Unfortunately, fiscal realities show the limits of these historical analogies. When Social Security was enacted, federal spending was a mere 9% of GDP. When Medicare was enacted, federal spending was 17% of GDP, and many modern features of Social Security (COLAs and wage-indexing, to name but two) didn’t yet exist. Today, federal spending stands at a full 25% of GDP, deficits are at all-time highs, and the Social Security and Medicare benefits of the baby boomers have yet to fully hit taxpayers. Perhaps, just perhaps, expanding federal spending now isn’t quite the same thing as doing so in 1935.

Our Social Security and Medicare liabilities are much like an Adjustable Rate Mortgage (ARM) that the nation has taken out to buy an expensive house. We bought these programs years ago, but most of the biggest costs haven’t yet been felt. The payment rates on the mortgage are about to reset, climbing dramatically each year for the next two decades.

Health care proponents are essentially arguing that because I’ve already bought a house that I love, I should now go out and buy an expensive new car – even if I haven’t yet budgeted for my house payments. If the objection is raised that this is financially irresponsible, the retort is simply, “Hey, I’m paying fully for this car.
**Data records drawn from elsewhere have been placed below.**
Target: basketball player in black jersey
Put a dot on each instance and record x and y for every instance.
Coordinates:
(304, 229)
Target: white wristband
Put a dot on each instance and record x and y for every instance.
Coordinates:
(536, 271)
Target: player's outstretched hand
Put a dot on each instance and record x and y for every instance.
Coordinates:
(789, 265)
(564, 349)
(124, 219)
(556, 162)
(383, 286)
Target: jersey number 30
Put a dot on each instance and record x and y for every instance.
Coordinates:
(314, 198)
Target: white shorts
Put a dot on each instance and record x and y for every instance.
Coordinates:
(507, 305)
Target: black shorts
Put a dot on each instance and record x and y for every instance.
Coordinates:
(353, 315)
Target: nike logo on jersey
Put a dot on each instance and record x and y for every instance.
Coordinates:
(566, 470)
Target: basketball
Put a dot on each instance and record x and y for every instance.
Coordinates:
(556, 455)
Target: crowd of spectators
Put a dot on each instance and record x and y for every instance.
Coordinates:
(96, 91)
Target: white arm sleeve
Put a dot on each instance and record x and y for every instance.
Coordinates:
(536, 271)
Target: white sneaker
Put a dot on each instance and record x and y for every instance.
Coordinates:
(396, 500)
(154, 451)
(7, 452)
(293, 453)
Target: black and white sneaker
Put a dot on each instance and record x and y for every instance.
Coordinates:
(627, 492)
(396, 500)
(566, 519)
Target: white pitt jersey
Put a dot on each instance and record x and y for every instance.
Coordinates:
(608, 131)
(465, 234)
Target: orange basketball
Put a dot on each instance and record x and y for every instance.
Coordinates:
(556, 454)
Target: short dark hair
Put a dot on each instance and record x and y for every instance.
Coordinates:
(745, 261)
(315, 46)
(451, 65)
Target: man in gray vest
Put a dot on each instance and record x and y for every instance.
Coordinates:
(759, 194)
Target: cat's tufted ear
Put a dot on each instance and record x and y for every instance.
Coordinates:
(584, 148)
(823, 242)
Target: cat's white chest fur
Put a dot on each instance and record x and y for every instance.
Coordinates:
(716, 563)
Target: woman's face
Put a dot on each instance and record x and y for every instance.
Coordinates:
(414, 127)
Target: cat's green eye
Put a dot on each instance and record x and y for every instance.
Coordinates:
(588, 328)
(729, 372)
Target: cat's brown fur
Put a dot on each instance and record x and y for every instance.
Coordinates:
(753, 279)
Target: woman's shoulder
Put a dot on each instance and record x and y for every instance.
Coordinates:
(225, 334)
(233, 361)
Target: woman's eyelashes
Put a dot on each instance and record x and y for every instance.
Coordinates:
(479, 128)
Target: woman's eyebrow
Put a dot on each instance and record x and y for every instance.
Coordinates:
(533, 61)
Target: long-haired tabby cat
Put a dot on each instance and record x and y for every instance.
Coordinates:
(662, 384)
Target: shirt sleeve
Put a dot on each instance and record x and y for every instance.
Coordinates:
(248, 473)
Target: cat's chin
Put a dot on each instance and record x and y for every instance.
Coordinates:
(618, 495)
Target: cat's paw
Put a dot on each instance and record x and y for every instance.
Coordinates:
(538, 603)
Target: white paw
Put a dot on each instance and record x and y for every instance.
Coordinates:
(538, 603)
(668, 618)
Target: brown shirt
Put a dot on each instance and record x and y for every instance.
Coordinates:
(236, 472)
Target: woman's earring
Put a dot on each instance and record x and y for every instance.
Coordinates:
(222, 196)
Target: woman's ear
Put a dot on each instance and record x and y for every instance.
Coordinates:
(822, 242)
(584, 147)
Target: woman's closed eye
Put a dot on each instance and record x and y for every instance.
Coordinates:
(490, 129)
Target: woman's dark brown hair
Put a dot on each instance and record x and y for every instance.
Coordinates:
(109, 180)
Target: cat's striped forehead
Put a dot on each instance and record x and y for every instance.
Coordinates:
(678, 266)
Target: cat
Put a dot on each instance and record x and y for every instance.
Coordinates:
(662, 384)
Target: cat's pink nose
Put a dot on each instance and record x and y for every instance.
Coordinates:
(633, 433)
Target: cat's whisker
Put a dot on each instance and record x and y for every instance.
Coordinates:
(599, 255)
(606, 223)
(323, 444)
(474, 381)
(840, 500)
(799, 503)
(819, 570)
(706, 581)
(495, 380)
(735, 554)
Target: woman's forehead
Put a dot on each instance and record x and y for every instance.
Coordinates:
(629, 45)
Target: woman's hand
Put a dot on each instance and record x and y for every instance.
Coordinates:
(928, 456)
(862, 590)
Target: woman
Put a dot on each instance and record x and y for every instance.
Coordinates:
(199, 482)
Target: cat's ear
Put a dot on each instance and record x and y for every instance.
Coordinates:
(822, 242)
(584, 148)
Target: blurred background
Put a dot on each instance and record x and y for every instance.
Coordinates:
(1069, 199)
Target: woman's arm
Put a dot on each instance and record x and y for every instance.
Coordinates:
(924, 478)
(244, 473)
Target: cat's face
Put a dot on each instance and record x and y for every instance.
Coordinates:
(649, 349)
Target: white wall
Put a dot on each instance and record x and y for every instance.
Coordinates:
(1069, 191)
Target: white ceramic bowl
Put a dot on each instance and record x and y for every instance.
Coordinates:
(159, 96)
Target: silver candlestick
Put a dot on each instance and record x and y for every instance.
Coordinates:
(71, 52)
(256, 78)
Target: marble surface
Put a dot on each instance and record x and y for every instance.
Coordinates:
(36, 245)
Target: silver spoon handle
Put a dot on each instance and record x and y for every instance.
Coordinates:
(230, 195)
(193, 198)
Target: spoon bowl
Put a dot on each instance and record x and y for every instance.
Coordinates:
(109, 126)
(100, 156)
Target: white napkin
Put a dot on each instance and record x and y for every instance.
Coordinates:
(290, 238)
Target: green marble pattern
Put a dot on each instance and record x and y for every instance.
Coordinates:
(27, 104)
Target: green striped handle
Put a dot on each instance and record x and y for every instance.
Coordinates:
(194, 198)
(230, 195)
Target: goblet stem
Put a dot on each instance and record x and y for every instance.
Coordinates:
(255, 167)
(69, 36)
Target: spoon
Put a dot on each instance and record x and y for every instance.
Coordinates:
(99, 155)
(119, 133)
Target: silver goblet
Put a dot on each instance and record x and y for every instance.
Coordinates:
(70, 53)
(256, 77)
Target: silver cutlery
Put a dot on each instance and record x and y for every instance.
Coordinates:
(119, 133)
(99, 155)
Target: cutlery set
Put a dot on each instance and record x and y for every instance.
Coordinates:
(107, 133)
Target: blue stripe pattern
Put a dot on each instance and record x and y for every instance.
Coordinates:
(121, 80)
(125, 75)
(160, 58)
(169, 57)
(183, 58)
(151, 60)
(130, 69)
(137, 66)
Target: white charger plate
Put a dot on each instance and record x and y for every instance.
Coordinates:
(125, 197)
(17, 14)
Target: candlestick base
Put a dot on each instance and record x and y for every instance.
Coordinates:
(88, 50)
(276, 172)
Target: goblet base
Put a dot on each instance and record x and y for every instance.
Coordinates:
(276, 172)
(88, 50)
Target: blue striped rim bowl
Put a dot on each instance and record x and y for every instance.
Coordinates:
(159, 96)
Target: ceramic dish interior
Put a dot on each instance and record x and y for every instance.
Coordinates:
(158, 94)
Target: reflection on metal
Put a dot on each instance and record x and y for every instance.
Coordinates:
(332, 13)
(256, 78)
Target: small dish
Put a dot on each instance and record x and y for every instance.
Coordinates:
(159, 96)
And I just don’t trust you; you were never really committed to buying this wonderful house we all love in the first place.”

From a financial planning standpoint, such logic is lunacy. But even if there is no near-term fiscal correction, this year’s health care overreach must ultimately be followed by a future retrenchment. Indeed, if our national finances are to remain viable, there is no other choice.
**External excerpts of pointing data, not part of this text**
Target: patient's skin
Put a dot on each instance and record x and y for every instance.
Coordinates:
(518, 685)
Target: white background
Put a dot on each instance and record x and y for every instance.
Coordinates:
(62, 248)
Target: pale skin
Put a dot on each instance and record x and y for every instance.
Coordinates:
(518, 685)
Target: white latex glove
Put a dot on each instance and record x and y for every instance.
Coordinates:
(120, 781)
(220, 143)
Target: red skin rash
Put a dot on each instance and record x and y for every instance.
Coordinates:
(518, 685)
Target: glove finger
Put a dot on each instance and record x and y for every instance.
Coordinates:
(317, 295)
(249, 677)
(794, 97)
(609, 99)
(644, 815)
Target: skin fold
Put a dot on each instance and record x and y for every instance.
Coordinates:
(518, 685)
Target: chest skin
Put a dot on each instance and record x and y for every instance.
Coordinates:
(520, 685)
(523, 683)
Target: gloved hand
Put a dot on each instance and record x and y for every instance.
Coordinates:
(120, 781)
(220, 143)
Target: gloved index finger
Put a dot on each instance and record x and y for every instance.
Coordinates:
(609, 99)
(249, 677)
We have seen this before – on Social Security. For decades, Social Security politics were glorious for Congressmen. Benefits were routinely expanded, usually in even-numbered election years. But ultimately there came the Social Security overreach of 1972.

In 1972, Social Security benefits were increased by 20%, COLAs were added, and an expensive new form of benefit-indexing was added to the program. The new benefits quickly proved unsustainable and also riddled with foolish technical oversights (sound familiar?). Congress had to enact a politically painful repair in 1977 – giving us the aggrieved “notch babies” – and another in 1983. Social Security specifically and the economy generally were major headaches for politicians throughout the 1970s.
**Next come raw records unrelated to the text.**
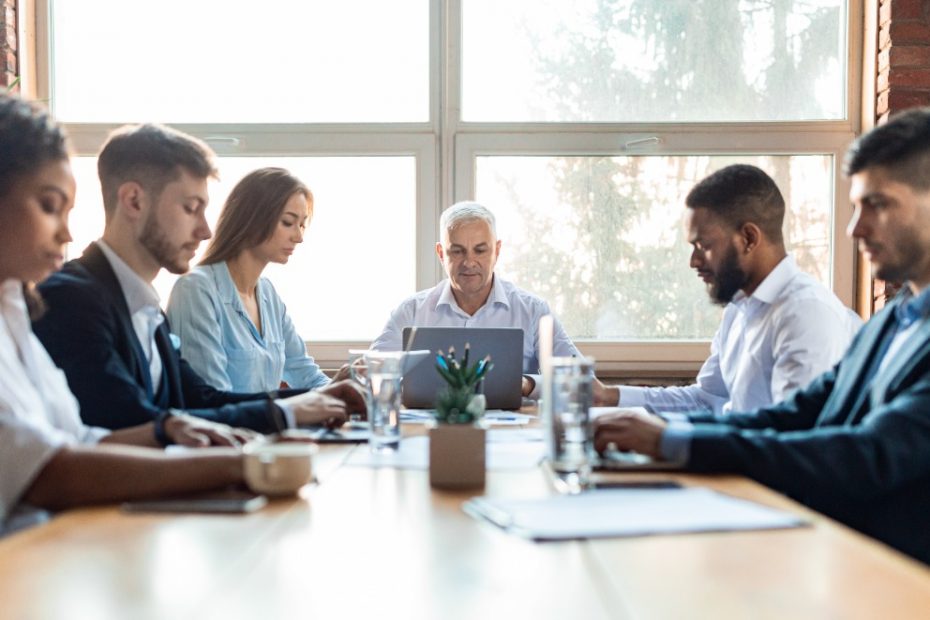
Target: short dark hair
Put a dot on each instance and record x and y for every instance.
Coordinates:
(29, 138)
(902, 146)
(151, 155)
(741, 194)
(252, 211)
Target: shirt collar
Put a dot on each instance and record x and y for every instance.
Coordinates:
(912, 308)
(497, 295)
(139, 294)
(226, 288)
(771, 287)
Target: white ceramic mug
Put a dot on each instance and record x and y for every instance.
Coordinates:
(278, 468)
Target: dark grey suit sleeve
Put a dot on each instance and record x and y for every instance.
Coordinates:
(81, 331)
(887, 451)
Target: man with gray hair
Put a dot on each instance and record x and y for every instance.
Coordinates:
(472, 296)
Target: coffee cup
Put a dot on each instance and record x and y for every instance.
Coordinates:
(278, 468)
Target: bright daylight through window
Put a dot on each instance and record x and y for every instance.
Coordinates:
(582, 124)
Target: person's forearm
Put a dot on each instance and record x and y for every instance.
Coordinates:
(80, 475)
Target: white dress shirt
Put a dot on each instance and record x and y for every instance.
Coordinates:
(38, 413)
(507, 306)
(144, 310)
(789, 331)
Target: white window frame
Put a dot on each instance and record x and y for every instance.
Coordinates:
(446, 148)
(475, 139)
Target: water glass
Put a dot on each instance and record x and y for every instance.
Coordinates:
(570, 442)
(380, 374)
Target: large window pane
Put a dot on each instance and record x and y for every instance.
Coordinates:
(219, 61)
(358, 256)
(603, 238)
(654, 60)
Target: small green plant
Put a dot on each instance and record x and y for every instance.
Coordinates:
(458, 403)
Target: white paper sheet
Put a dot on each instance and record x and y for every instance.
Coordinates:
(628, 512)
(414, 454)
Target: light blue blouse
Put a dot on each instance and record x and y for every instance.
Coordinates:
(220, 342)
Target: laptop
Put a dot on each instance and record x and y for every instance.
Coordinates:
(501, 386)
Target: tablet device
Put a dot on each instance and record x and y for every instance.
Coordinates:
(229, 502)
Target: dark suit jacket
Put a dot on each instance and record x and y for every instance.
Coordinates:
(89, 334)
(856, 450)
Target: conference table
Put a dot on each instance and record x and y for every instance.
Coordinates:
(380, 543)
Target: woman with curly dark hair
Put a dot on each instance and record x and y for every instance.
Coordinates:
(49, 459)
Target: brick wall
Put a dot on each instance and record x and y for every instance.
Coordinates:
(903, 79)
(9, 68)
(903, 56)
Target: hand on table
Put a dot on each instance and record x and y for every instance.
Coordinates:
(605, 396)
(187, 430)
(629, 430)
(316, 407)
And indeed from that time forward, any dabbling in Social Security has made difficult politics for elected officials. Henceforth, comprehensive Social Security reforms will probably never again occur except to scale back promises previously made.

Time will soon tell whether we have now reached a comparable point in health care. The numbers seem to indicate that we may have. From 1965 through 2010, politicians have entered into the health care fray principally to add new forms of benefits – first Medicare and Medicaid, more recently prescription drug benefits and the latest health care entitlement. And the message from the scorekeepers is now clear: from this point forward, our excessive promises must be dramatically scaled back.

A dramatic and painful retrenchment of federal health care spending is almost certain to happen some time in the future. It won’t happen as soon as it should, as Congress dodges the consequences of actions just taken. But within the next decade it will be time to pay the piper, and those who so recklessly added to the mounting cost of repair will have much to answer for.